The refrigerated shipping specialist’s latest technology is not, however, just a vast array of heavy and load-reducing batteries slung under a trailer.
Instead, the Vector eCool features a sensibly sized battery and an axle-based energy generation and recovery system.
Energy from the axle, captured when the trailer is moving or braking, is used to charge the battery – which, in turn, powers an electric refrigeration unit.
The system subsequently produces no direct carbon dioxide (CO2) emissions or particulates, reducing the overall environmental impact of the vehicle.
The Vector eCool, which is designed to be used with engineless versions of Carrier Transicold’s Vector HE 19 and 1550 E refrigeration units, is entirely autonomous.
When the storage battery depletes to a certain level, the management system automatically engages the generator to recharge the battery and maintain cooling performance.
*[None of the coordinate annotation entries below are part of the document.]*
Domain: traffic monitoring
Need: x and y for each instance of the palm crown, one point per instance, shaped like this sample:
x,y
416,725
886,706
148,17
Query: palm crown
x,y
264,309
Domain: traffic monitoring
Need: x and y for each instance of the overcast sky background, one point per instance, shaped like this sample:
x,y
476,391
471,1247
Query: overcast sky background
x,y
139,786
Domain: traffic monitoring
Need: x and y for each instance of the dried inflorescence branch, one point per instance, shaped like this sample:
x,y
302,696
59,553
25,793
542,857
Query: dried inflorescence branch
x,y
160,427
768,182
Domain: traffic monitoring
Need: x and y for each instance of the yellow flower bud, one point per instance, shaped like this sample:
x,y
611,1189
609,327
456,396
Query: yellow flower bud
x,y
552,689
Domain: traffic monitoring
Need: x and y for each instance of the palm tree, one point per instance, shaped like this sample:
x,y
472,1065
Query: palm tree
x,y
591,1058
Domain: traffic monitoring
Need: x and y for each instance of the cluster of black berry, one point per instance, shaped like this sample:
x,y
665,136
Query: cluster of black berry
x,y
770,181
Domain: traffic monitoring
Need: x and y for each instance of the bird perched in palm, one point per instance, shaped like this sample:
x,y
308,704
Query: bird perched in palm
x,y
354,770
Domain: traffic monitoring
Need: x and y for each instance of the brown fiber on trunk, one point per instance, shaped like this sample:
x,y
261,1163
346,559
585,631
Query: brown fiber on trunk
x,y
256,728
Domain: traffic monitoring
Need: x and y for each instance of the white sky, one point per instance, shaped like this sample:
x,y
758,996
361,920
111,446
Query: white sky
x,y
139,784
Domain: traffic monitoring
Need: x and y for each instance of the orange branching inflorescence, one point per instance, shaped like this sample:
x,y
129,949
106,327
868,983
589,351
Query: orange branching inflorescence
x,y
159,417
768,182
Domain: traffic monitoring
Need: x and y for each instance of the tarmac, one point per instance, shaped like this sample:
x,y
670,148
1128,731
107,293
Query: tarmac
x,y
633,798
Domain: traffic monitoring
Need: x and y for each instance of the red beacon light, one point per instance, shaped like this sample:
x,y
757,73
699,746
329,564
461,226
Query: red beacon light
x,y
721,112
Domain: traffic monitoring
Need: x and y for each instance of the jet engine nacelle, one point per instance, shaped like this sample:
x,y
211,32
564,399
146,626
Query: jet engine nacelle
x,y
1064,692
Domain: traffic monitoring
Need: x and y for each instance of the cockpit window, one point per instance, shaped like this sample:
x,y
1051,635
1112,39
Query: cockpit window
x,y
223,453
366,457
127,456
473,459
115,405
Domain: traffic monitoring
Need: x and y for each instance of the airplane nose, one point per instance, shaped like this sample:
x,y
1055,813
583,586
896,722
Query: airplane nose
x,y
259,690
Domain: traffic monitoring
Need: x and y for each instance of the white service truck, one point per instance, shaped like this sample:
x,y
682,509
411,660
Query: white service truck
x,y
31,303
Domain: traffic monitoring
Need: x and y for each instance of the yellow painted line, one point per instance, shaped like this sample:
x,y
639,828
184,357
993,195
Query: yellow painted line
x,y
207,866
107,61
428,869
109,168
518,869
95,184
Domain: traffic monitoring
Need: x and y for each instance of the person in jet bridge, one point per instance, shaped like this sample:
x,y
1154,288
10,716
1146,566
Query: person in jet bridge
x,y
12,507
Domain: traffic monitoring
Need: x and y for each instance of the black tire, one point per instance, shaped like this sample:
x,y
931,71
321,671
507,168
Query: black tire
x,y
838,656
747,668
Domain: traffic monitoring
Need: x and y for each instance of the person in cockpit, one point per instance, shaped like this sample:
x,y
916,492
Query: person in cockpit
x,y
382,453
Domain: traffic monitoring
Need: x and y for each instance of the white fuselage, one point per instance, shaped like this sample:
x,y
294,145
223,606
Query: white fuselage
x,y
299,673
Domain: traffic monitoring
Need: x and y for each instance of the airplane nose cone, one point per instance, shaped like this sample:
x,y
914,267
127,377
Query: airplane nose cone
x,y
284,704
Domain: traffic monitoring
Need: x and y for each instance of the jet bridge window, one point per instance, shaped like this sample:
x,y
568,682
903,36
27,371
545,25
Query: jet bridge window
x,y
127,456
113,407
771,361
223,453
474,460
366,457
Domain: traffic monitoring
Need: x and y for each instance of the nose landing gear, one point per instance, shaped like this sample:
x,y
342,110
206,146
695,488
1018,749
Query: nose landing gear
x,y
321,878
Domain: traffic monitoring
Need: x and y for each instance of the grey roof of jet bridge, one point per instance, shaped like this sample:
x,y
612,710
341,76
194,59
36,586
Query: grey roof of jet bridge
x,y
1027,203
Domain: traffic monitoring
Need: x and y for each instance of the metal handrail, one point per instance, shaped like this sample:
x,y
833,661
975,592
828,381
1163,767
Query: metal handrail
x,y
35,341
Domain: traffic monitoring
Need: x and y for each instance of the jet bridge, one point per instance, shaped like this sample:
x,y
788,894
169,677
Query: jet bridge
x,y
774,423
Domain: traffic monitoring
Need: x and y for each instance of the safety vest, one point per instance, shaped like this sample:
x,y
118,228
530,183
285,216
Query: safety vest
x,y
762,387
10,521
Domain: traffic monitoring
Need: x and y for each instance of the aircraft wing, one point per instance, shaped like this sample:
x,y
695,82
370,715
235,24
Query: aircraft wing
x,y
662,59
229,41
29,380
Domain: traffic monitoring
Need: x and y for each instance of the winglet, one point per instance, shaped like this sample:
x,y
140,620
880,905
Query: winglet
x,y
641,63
Mains power can be used while the trailer is parked and, although no specifics are given, Carrier Transicold states that the battery can be charged from the mains in under four hours.
There is reputedly no weight penalty, either, as the complete system and refrigeration unit are claimed to be lighter than a standard diesel-powered refrigeration unit with a full tank of fuel.
When paired with the quietest versions of the HE 19 and 1550 E offered by Carrier Transicold, the system’s operating noise is also below 60dBA – which, coupled with its emissions performance, will make it suitable for operation in increasingly restricted urban environments.
Extensive real-world testing has been carried out as well, along with years of development, to ensure reliability and effectiveness.
“We believe the Vector eCool represents the future of refrigerated trailer technology,” said Victor Calvo, president of Carrier Transicold International Truck & Trailer.
“It’s one of the most exciting new products we have ever brought to market.”